Alex Bledsoe: Charles de Lint showed me that it was possible to combine the real world and fantasy and not have it sound like a bad attempt to write a storybook. Along with Alan Moore, he also demonstrated to me that nonhuman characters were capable of the same emotions as human beings, and thus were not that different, whether it be crow girls or Swamp Thing.
Leanna Renee Hieber: Edgar Allan Poe. When I first read him as a child, my world suddenly made sense, and exploded with artistic possibility. (Yes, I’ve always had a bit of a dark side) His language rich and beautiful and oh-so-haunting, it set me up to love Gothic, fantastical things. And now my career is in Gothic Victorian Fantasy with strong strains of light Horror, and the more I write, the more his influence becomes evident.
Jim C. Hines: All of them. I find myself learning from pretty much every book I read, whether it’s Peter David’s use of humor, the warmth and heart of Janet Kagan’s work, the action and pacing of folks like Simon Green or J.K. Rowling… I can’t really point to any single author who’s had the greatest influence on my own writing. I try to learn from them all.
Eileen Kernaghan: Over the years I’ve learned from many writers, and I’ve experimented with many different voices, but Ursula LeGuin is the writer who has had the greatest influence on my style.
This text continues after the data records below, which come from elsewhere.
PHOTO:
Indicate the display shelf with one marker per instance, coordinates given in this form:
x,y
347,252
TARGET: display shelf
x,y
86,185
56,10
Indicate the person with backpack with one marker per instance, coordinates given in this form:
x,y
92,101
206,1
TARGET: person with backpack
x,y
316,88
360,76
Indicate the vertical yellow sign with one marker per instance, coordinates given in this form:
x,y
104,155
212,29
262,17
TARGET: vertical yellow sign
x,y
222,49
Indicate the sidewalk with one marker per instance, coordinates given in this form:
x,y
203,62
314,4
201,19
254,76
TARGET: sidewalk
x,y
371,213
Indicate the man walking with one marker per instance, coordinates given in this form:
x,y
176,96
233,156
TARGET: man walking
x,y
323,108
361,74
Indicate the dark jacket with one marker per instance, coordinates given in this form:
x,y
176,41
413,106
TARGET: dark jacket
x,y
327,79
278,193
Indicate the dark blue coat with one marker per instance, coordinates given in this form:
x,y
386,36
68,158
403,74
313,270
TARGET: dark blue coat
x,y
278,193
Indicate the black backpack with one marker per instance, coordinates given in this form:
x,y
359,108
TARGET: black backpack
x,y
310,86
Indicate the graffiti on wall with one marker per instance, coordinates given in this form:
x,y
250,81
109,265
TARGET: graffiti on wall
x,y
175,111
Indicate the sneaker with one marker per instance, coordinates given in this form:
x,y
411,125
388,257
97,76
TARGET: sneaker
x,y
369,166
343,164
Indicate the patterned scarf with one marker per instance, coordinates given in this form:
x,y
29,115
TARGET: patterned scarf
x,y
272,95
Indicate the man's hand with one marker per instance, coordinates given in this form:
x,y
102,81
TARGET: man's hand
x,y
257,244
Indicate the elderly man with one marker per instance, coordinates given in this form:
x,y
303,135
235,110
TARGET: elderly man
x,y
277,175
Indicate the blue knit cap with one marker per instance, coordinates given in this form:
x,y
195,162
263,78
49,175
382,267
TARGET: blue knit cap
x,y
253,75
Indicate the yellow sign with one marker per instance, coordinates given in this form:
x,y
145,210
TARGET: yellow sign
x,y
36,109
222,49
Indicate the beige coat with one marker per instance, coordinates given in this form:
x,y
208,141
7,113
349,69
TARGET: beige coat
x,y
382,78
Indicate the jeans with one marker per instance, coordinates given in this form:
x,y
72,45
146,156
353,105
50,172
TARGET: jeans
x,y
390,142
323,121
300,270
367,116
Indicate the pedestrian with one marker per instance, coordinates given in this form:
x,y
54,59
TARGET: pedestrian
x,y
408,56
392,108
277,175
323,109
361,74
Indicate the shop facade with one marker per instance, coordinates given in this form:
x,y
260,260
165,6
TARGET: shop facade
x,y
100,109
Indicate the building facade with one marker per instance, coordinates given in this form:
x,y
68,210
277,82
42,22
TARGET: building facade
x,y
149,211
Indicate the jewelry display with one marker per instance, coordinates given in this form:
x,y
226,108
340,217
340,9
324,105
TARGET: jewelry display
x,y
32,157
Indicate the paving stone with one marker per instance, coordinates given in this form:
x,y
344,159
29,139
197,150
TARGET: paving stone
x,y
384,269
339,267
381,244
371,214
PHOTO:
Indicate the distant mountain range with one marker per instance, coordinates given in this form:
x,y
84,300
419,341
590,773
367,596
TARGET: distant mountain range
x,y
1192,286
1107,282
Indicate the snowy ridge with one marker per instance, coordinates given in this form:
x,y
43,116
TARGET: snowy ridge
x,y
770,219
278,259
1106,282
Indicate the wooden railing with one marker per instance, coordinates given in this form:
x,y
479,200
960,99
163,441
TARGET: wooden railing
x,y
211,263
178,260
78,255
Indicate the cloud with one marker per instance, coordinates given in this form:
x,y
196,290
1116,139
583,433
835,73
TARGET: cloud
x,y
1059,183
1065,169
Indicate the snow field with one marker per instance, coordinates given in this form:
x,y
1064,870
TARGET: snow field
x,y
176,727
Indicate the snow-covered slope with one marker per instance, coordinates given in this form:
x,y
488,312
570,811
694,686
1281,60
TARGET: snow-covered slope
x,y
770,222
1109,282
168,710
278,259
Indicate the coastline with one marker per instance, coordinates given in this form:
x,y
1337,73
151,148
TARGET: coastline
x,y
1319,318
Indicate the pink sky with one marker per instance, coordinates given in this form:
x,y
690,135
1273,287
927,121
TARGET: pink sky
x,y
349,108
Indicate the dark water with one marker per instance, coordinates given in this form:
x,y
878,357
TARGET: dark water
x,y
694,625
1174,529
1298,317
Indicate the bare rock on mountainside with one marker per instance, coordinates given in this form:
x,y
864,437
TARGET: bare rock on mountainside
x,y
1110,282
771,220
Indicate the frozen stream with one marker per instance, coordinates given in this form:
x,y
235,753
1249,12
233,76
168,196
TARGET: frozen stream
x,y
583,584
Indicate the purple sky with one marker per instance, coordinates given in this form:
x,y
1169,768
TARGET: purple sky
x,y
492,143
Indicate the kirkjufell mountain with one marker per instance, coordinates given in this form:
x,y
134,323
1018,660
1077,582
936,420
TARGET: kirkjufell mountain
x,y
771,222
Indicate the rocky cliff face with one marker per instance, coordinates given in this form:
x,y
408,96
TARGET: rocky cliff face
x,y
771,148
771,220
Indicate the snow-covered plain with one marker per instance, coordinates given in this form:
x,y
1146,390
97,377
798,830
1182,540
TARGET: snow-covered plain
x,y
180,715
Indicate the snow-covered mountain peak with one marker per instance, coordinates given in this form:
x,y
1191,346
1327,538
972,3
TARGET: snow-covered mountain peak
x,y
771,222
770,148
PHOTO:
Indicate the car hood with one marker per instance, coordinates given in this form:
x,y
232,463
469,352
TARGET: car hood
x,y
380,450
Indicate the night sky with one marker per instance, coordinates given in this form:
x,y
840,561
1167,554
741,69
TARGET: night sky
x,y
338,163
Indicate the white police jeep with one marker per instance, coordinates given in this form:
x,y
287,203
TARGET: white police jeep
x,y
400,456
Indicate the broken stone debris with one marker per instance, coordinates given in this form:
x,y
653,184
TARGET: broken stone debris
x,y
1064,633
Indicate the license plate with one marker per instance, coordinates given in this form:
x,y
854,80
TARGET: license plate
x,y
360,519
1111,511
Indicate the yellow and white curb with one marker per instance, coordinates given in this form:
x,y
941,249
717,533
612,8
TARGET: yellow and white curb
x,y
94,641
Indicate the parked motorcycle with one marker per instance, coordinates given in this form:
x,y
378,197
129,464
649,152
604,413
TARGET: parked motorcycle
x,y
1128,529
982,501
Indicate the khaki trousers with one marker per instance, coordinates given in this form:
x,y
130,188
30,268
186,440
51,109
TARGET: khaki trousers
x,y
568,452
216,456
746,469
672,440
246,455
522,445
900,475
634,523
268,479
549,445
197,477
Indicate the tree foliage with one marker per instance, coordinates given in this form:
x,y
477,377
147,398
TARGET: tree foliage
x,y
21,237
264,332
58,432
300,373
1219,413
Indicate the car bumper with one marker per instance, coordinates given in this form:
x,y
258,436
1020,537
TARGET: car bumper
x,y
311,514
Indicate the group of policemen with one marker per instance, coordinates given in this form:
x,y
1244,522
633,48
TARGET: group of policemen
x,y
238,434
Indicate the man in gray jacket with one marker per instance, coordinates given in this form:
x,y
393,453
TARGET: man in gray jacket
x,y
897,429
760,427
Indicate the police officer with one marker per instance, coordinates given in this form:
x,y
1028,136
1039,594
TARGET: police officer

I most admire in her work what I can only strive to emulate in my own — the precision of her language, the grace and clarity of her sentences, and her poet’s ear for the cadence of the lines.
E.E. Knight: “Style” can mean many things. If you restrict the meaning to prose style: clean sentences, vivid verbs, precise nouns, a nice cadence to the paragraphs and so on I’d have to give the laurels to Robert E. Howard. If “style” has a broader meaning, say “who influenced me to do genre-blending” I’d probably point to either Ray Bradbury or Richard Matheson as being the most influential. If you mean whose writing I try to emulate in its perfect combination of plot, character, and setting, it would be Richard Adams in Watership Down.
Skyler White: Marion Zimmer Bradley — for introducing me to the idea that old stories could be re-envisioned, Emma Bull — for heart and brio, and for the revelation that the old stories could live in modern context, and John Crowley for setting such a (damn) high bar of imagination, subtlety and beauty.
Janny Wurts: Roger Zelazny, for the genius of pursuing maverick originality, Dick Francis, for the value of characterization, Dorothy Dunnett, for sparkling prose, depths and layers of meaning and stunning plot twists, and J.R.R Tolkien, for demonstrating the power of original myth. No, these are not all “speculative fiction,” but since I read the fiction library regardless of genre, I have been inspired by too many authors to list.